Não devo negar que a minha sensação ao terminar de ver
Lolita (idem, 1962) foi de frustração, não pelo filme ser ruim, mas pelo que eu
esperava da obra. Ora, a história é deveras polêmica, ainda mais considerando a
época em que foi filmada (e escrita, também). O diretor, na minha opinião, um
gênio do cinema que sabia como ninguém chocar e impressionar o expectador,
então, Lolita tinha tudo para ser mais uma obra-prima do nível de Kubrick, mas
não atingiu esse patamar e se tornou apenas mais um filme normal que mistura cenas
muito boas com passagens chatas e não inspiradas, além de ser irregular e
passar por algumas situações rápido demais.
A história, baseada no livro homônimo de Vladimir Nabokov
que também escreveu o roteiro, gira em torno de um professor erudito chamado
Humbert Humbert (James Mason) que viaja para os Estados Unidos com o intuito de
dar aulas de literatura francesa numa universidade. Lá, ele aluga um quarto
para morar na casa de uma mulher viúva e carente chamada Charlotte Haze
(Shelley Winters) que se apaixona por Humbert, e sua filha, Lolita (Sue Lyon),
uma menina encantadora de dezesseis anos, por quem o professor se apaixona.
Para ficar perto de Lolita, ele se casa com Charlotte que é uma das situações
que o filme passa rápido demais.
Sem dúvida é uma história com notável força, ainda mais por
levantar questões que na sua época eram tabus, e ainda são, como a pedofilia e
o desejo humano, e outras como o crescimento e amadurecimento. E Kubrick trata
de todas essas questões com competência propiciando discussões mais palpáveis
que as de 2001 (idem, 1968) e de uma forma mais sutil que em Laranja Mecânica
(A Clockwork Orange, 1971). Sutil até demais, para mim.
Kubrick teve inúmeros problemas com este filme: dizem que o
roteiro de Nabokov foi quase que completamente reescrito pelo diretor, o que
não agradou ao escritor russo; a idade de Lolita também teve que ser alterada e
todas as cenas de sexo foram proibidas pelo estúdio. Restariam poucas formas de
ilustrar a consumação do caso de Lolita e Humbert, a utilizada foi deixar tudo
subentendido em alguns diálogos e cenas, o que parece não ter sido suficiente,
haja vista as atuações principais não foram fortes o suficiente para tanta
sutileza.
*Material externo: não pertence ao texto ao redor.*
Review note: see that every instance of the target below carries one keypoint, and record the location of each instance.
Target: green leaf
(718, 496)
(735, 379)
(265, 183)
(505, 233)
Sue Lyon e James Mason não pareciam estar a vontade em cena, ela faz
de seu personagem uma menina irritante que não passa toda a sensualidade que
seu papel precisaria (dá vontade de rir quando ela masca seu chiclete
“sensualmente”), e ele faz do professor um personagem arrastado sempre com a
mesma expressão no rosto e desprovido de charme.
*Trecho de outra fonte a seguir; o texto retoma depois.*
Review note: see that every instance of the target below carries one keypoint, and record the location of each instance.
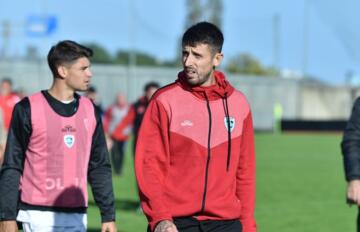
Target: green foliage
(101, 55)
(143, 59)
(247, 64)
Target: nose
(188, 60)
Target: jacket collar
(221, 89)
Tais atuações ficam ainda mais apagadas frente às de Shelley
Winters que interpreta a mãe de Lolita e de Peter Sellers interpretando o
roteirista hollywoodiano Clare Quilty que tem um papel importantíssimo no
filme, fazendo, inclusive outros personagens (tal qual em sua outra parceria
com Kubrick, Dr. Fantástico – Dr. Strangelove..., 1964). Ele capta toda a
sutileza da obra e o mistério da sua participação, e ainda, consegue levar um
pouco de humor em um filme que trata de assuntos sérios.
Apesar da seriedade do que a obra trata e de ter uma aura de
suspense de filme noir, há certa leveza em como é tratado. Como já foi dito,
Sellers confere um pouco dessa característica, além disso, parece que o roteiro
filtrou um pouco a perversão do personagem de Humbert, este não se apresenta
inteiramente como o amante de Lolita (e desejoso por meninas bem mais novas),
mas há momentos em que ele se comporta como seu pai ciumento e inquieto. Na
verdade, se é missão do expectador imaginar o que, de fato, aconteceu entre
ambos, muitos acharão que não houve nada, e aí, o que sobra é pouco: alguns bons
momentos, uma linda trilha sonora e Peter Sellers.
Depois de Spartacus (idem, 1960), Kubrick queria ter total
controle sobre seus filmes. Em Lolita, entretanto, isso não aconteceu. Todas as
restrições do estúdio prejudicaram o resultado final do filme, mas não se sabe
o que aconteceria se o diretor tivesse a liberdade que queria, especialmente
neste caso. Talvez, por isso ele não tenha pesado a mão na direção, pouco se
sente do Kubrick aqui, neste que é um trabalho com pouco peso,
surpreendentemente.
7/10
Li o livro, mas, ainda, não vi o filme. A suas impressões são bem pertinentes. Valeu pela dica.